Ucranianos enfrentam frio intenso com soluções improvisadas
27/01/2026, 15:05:38Desafios do inverno na Ucrânia
Os moradores de Kiev vêm sentindo há três semanas os efeitos devastadores dos ataques russos à infraestrutura energética da Ucrânia. Esses ataques resultaram na queda do sistema de aquecimento de casas e estabelecimentos, enquanto a capital enfrenta uma onda contínua de frio intenso, com temperaturas negativas de dois dígitos.
Impactos na vida dos moradores
Apesar das tentativas de negociações de paz entre Rússia, Ucrânia e Estados Unidos, o Kremlin tem realizado novos ataques massivos tanto na capital quanto em outras áreas da Ucrânia, resultando em vítimas civis e danos significativos à infraestrutura de fornecimento de energia. O vice-chefe de governo Olexij Kuleba afirmou que 800 mil pessoas estavam sem eletricidade em Kiev no dia 24 de janeiro.
Com a falta de eletricidade, aquecimento e água, muitos moradores decidiram deixar a capital. Uma mãe relatou: "Como não tínhamos eletricidade, aquecimento ou água, meu marido, meus dois filhos e eu nos mudamos para a casa de campo dos meus pais, e meu pai também veio para cá". Essa mudança foi motivada pela necessidade de conforto, já que a casa possui um aquecedor a gás e um gerador a diesel que garante luz e água.
Hotéis oferecem suporte
A escritora e tradutora Tamara Horicha Sernja também deixou Kiev com os filhos. Ela encontrou uma oferta em um hotel na região de Lviv que oferecia 50% de desconto para pessoas de Kiev. "Ela cobra cerca de 900 hrívnias por dia (aproximadamente R$110) por adulto, com três refeições incluídas. No dia seguinte, já arrumamos nossas coisas e partimos", conta.
Impactos nas instituições de ensino
As férias de inverno da maioria das escolas da capital foram prorrogadas até 1º de fevereiro na tentativa de redistribuir a energia economizada para as áreas residenciais. Entretanto, as universidades estão com salas de aula vazias, embora os dormitórios ainda estejam cheios.
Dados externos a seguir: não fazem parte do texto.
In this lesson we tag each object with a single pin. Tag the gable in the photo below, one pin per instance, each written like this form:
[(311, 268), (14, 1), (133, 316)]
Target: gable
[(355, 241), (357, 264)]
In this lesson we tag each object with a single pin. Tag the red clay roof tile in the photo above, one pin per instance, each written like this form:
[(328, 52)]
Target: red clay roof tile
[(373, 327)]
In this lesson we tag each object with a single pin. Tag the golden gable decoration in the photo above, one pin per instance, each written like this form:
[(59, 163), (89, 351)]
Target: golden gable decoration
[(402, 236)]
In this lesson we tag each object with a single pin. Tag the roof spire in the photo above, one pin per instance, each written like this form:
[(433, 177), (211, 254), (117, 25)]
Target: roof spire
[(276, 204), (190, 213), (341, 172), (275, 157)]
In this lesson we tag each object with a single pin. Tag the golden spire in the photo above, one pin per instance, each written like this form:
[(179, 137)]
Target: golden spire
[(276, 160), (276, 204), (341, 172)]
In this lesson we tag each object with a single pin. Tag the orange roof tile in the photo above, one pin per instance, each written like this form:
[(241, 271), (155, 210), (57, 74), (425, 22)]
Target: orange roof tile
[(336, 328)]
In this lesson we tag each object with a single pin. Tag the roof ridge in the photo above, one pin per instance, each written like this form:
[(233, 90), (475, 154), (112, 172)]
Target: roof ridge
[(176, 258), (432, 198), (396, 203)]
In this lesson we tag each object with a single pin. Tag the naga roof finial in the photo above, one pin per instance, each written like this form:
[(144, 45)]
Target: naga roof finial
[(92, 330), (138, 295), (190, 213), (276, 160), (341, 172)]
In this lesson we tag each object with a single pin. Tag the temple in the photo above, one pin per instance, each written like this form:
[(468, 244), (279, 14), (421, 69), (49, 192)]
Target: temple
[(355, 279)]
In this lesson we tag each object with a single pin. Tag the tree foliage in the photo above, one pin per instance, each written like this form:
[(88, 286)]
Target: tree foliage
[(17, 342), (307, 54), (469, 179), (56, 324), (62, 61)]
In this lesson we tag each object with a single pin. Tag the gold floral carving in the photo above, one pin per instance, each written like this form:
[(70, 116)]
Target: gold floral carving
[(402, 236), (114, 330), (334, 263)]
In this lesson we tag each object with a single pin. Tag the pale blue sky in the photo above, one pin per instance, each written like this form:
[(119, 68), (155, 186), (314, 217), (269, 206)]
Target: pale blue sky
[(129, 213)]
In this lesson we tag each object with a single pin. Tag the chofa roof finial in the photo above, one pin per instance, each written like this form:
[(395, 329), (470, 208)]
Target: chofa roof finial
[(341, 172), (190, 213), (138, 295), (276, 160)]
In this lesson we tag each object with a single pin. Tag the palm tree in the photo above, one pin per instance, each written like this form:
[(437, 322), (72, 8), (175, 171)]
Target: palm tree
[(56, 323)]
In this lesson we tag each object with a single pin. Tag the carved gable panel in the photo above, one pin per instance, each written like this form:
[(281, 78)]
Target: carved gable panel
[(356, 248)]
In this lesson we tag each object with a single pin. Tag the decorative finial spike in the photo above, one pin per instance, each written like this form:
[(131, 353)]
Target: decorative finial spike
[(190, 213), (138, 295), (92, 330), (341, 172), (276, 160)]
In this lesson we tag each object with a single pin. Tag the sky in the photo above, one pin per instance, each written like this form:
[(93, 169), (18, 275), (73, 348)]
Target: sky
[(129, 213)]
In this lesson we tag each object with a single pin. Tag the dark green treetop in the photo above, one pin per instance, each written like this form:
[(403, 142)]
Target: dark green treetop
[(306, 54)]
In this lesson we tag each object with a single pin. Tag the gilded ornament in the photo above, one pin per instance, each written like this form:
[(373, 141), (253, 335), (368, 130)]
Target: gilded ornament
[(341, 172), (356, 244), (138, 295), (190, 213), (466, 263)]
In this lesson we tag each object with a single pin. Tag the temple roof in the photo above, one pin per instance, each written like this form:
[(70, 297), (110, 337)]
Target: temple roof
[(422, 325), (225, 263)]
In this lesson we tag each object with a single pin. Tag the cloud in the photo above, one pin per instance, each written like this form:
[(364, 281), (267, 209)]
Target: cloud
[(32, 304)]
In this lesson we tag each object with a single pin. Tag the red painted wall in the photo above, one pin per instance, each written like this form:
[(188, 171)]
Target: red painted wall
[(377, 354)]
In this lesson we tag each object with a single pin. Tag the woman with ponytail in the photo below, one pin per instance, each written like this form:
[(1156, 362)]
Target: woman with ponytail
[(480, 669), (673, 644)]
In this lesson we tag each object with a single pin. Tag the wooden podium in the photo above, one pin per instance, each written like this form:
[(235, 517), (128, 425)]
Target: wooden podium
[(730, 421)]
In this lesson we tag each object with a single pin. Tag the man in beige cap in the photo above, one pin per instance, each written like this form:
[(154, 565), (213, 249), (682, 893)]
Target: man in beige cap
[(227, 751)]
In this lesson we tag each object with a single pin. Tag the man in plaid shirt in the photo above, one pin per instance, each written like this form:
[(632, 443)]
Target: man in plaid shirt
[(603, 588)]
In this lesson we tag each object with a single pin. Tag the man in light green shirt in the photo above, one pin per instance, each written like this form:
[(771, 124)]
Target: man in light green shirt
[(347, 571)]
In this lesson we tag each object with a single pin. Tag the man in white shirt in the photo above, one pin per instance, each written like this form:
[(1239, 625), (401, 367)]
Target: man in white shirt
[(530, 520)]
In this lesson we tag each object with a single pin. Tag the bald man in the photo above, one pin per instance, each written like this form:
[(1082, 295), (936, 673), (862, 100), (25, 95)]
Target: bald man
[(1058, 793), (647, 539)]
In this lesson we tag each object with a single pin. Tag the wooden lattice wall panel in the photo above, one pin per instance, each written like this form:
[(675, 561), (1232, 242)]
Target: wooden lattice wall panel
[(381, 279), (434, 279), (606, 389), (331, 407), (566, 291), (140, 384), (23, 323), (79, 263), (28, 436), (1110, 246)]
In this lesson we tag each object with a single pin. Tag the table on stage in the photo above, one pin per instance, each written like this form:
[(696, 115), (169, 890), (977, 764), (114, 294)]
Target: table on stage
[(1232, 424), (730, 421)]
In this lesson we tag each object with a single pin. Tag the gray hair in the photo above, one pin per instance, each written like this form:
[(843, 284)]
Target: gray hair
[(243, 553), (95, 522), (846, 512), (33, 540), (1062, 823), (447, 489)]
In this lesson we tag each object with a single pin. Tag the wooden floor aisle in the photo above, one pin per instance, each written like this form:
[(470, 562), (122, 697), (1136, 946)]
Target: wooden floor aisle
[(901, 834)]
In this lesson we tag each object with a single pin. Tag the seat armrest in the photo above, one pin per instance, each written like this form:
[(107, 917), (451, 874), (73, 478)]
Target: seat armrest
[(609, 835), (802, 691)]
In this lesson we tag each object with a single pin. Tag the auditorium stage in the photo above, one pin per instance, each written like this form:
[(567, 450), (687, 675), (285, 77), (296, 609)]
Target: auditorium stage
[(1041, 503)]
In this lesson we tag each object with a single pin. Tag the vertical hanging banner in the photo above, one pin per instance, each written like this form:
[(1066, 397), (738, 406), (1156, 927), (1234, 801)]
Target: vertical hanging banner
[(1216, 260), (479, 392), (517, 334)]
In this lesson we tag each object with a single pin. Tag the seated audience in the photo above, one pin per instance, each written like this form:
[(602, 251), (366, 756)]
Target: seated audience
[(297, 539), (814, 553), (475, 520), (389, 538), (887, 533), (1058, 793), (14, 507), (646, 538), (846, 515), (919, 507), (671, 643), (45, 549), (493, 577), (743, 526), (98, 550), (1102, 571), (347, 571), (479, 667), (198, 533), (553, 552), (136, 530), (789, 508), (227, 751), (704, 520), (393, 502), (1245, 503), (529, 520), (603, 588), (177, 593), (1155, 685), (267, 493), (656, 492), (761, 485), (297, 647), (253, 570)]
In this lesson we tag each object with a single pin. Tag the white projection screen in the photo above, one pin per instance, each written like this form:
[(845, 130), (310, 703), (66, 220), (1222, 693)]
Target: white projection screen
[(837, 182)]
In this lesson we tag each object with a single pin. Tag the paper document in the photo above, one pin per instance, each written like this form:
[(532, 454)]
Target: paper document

Um diretor de dormitório observou que embora o fornecimento de eletricidade seja problemático, água e aquecimento já foram restabelecidos, após 28 horas sem serviço.
Decisões difíceis: ficar ou partir?
Cerca de 600 mil dos 3,6 milhões de habitantes de Kiev deixaram a cidade desde o início dos ataques russos em 9 de janeiro, segundo o prefeito, que baseou a estimativa no número de celulares ativos na cidade. A administração militar de Kiev, no entanto, não confirma essa estimativa, alegando que, se tantas pessoas tivessem partido, a situação de abastecimento não seria tão crítica.
Roman Nizowytsch, diretor do think tank DiXi Group, expressa sua opinião sobre a situação, afirmando que o consumo de eletricidade pode ser um indicador, mas sua relevância é incerta devido à natureza irregular do fornecimento. "Assim que a eletricidade volta, há consumo excessivo, porque as pessoas imediatamente lavam roupa e cozinham", reclama.
Fantasia ou sobrevivência?
Ainda entre aqueles que resistem às adversidades em Kiev, Anja Syrotenko cuida sozinha de seu bebê de três meses desde que seu marido foi convocado para o serviço militar. "Moro no 15º andar. Quase não há eletricidade, e sem eletricidade, não há água", disse Anja. Para enfrentar essa situação, ela investiu em um fogareiro a gás, que lhe permite preparar algumas refeições.
Ajuda aos vulneráveis
A situação é igualmente difícil para Marta Semenjuk, que vive com a filha pequena e o marido sem aquecimento funcional há semanas. Para se aquecer, eles recorrem a um forno a gás e tentam usar um ventilador para espalhar o calor pelo apartamento quando há eletricidade.
Em resposta a essa crise, as autoridades de Kiev têm se esforçado para oferecer refeições quentes diariamente para os mais vulneráveis e muitos voluntários estão ajudando a entregar alimentos a pessoas com dificuldade de locomoção.
Restauração da infraestrutura
Os técnicos ucranianos estão trabalhando arduamente para restaurar os sistemas de eletricidade, água e aquecimento. Espera-se que esse processo leve até duas semanas para que toda a cidade seja reconectada. Entretanto, mesmo quando o aquecimento voltar, não funcionará em capacidade total. Especialistas temem que em prédios onde os tubos quebraram devido ao congelamento, o aquecimento só seja restabelecido na primavera, em março. Isso poderá resultar na necessidade de substituições completas dos sistemas de calefação em blocos residenciais inteiros.